The use of leading indicators in safety management and the predicting of safety performance continues to gain traction. While this is true issues have arisen around topics such as:
- What exactly is a leading indicator?
- How does one collect such data?
- Who collects to such data?
- Where is such data collected?
- When should such data be collected?
In addressing the above questions one must keep in mind that the quality of the data collected will determine the accuracy and the acceptability of the results forthcoming from the data. This post will not address the use of leading indicators in the managing of safety and the predicting a safety performance. These are subjects for another paper. Instead this post will focus on the importance and how to collect quality leading indicator data.
What exactly is a leading indicator?
This question has been debated for number of years. Leading indicators are collected information from which direction is given for possible future action. Examples of some common leading indicators include the following:
- Barometric pressure is a leading indicator that permits the weather man or woman to give guidance concerning the action of taking an umbrella to work the next morning
- Hi blood pressure and body temperature are leading indicators of health issues.
When considering safety some common leading indicators examples include:
- Near Misses
- Unsafe conditions
- Unsafe acts
- Job safety operations and analysis
- Attendance at safety meetings
How does one collect such data?
Many companies have experience difficulties and collecting leading indicator safety data. There is often reluctance on the part of workers to share information. Employees will state, ” This is not part of my job, and I’m not being paid to provide this information.” While management can mandate the reporting of leading indicators, all too often this results in low quality data.
There is also fear associated with a plant employee collecting and reporting leading indicator data. The fear is real and is associated with identifying actions of the reporting employee or other associates that can be identified as unsafe. The fear is that they; or their fellow employee, will be disciplined or perhaps fired for an unsafe act once reported. For a leading indicator program to be effective those collecting and reporting leading indicator information must be assured of a no blame culture; therefore, no discipline for those reporting leading indicators and, for those who experienced the leading indicator incident.
A no blame culture can and will be effective; but it will take time to implement, and for a level of trust to be developed between management and those reporting leading indicators.
Many companies have introduced incentive programs where those who report leading indicators are rewarded. Some companies have introduced team competitions where the team that reports the larger number of leading indicators is provided a reward such as a dinner. Again this often results in poor quality information as a result of the reporting of leading indicators that did not happen so as to raise the number of leading indicator reports provided. In addition incentive programs tend to be short-lived and have minimal long-term effectiveness.
For the program to be effective the collecting and reporting of leading indicator safety information must be simple to gather and easy to report. Most important the data must be reported anonymously. This is the first step in a no blame culture. Some companies have used paper forms others 800 calling numbers and others more sophisticated computer based reporting and spreadsheets.
The collecting and reporting of leading indicator data is important to changing the thinking that someone must be hurt before corrective measures may be taken. The leading indicator information provides the same information that lagging indicator information provides with one major difference.
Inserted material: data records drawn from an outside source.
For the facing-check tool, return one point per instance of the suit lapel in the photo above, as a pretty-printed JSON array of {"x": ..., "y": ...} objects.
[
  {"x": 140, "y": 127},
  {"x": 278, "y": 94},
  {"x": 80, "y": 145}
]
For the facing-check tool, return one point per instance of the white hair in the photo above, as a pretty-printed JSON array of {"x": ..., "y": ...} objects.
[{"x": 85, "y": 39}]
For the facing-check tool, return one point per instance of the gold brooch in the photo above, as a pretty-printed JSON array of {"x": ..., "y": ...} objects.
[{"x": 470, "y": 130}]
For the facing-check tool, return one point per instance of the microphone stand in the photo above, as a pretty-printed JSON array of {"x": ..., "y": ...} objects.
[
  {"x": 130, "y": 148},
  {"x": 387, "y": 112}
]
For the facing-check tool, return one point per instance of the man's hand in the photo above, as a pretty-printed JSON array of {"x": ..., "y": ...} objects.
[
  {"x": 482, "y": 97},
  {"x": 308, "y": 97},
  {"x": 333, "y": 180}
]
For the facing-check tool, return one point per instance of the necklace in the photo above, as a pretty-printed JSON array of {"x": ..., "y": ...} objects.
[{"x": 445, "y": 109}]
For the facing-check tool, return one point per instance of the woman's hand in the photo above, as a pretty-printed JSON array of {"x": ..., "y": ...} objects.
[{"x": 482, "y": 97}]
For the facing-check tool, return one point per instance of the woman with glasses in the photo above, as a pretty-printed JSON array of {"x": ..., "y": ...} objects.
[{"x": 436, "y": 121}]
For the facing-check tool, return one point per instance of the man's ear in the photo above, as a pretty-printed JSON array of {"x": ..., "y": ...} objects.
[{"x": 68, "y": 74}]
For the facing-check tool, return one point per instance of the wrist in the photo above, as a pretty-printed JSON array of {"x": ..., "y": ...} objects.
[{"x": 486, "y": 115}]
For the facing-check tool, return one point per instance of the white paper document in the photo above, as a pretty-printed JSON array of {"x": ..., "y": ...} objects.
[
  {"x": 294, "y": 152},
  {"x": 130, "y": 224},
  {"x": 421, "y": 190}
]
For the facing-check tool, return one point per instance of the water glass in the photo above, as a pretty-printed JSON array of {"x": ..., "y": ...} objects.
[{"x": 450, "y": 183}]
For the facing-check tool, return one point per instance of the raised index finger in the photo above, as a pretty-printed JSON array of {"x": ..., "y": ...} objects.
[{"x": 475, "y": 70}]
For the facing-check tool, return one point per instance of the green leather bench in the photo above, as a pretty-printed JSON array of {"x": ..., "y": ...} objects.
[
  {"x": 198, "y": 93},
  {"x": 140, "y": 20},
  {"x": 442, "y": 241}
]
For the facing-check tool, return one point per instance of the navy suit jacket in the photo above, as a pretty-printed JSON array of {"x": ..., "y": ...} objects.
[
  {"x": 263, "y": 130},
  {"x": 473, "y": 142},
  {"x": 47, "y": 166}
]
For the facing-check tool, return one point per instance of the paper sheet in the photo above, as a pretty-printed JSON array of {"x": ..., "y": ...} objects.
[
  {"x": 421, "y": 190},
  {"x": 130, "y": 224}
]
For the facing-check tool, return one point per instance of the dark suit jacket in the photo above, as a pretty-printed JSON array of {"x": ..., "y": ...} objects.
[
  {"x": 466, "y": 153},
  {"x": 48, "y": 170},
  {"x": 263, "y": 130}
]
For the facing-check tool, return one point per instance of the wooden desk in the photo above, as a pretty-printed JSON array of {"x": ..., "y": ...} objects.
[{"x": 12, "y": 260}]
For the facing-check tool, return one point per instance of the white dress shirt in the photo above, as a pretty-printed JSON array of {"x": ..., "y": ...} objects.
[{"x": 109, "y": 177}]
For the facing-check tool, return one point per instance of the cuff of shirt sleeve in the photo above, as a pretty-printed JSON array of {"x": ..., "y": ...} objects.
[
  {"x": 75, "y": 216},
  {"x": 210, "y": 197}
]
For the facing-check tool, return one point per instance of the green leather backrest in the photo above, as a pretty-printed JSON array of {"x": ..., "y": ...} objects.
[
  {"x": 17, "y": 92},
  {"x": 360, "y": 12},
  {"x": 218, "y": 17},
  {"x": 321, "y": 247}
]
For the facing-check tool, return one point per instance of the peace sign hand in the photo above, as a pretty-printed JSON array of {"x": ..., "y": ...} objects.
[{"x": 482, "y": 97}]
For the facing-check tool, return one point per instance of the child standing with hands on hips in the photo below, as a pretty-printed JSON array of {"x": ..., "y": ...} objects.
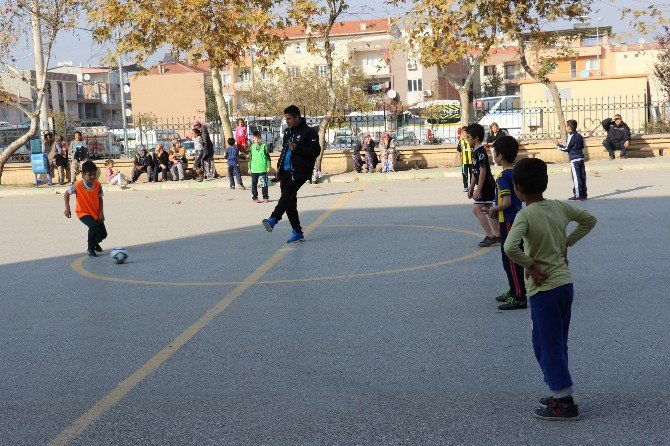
[
  {"x": 542, "y": 227},
  {"x": 89, "y": 208}
]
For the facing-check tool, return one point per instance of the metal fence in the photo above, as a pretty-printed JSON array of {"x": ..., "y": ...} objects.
[{"x": 434, "y": 125}]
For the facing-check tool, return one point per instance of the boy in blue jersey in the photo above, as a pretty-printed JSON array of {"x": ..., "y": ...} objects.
[{"x": 507, "y": 206}]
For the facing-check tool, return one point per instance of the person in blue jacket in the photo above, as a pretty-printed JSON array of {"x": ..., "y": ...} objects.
[{"x": 575, "y": 149}]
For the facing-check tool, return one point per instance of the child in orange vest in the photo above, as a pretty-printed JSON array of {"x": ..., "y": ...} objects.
[{"x": 89, "y": 206}]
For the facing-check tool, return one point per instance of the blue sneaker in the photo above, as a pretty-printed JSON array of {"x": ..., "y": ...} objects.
[
  {"x": 269, "y": 223},
  {"x": 296, "y": 237}
]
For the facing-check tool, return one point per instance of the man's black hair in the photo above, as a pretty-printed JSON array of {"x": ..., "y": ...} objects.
[
  {"x": 508, "y": 147},
  {"x": 89, "y": 166},
  {"x": 476, "y": 131},
  {"x": 530, "y": 175},
  {"x": 292, "y": 110},
  {"x": 572, "y": 124}
]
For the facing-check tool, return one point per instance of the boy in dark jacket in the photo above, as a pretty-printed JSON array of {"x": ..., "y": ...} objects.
[
  {"x": 575, "y": 148},
  {"x": 143, "y": 164},
  {"x": 300, "y": 149},
  {"x": 618, "y": 136}
]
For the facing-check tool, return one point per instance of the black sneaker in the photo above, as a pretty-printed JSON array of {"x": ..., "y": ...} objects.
[
  {"x": 557, "y": 411},
  {"x": 503, "y": 296},
  {"x": 513, "y": 304},
  {"x": 485, "y": 243},
  {"x": 546, "y": 401}
]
With the collecting of leading indicator data no one was hurt.
A way to ensure program effectiveness is to have it owned and managed by the employees. This can work and improve the trust level between management and the workers. No one wants to fail at anything and this includes the workers. The employees working together will provide plant-leading indicators anonymously to company EHS personnel. Keep in mind that the leading indicator program is design to improve safety performance and as a result reduce injuries. The hourly employees are looking for just that outcome. They will work to make the program successful.
Who collects such data?
All members of a plant community collect the data. This includes the individual who sweeps the floor on the midnight to 8 AM shift to the plant manager of perhaps a thousand or more employees.
Where should such data be collected?
The data should be collected within a plant community and reported to the company environmental health and safety function. Since the data is reported anonymously the form or method of data collection should be as complete as possible since there will be no contact with a person providing the data.
When should such data be collected?
Data collection should be ongoing. In addition, it is important to share the information with those collecting and reporting the data. This will assure that those collecting and reporting the data are an important integral part of the process. They add value.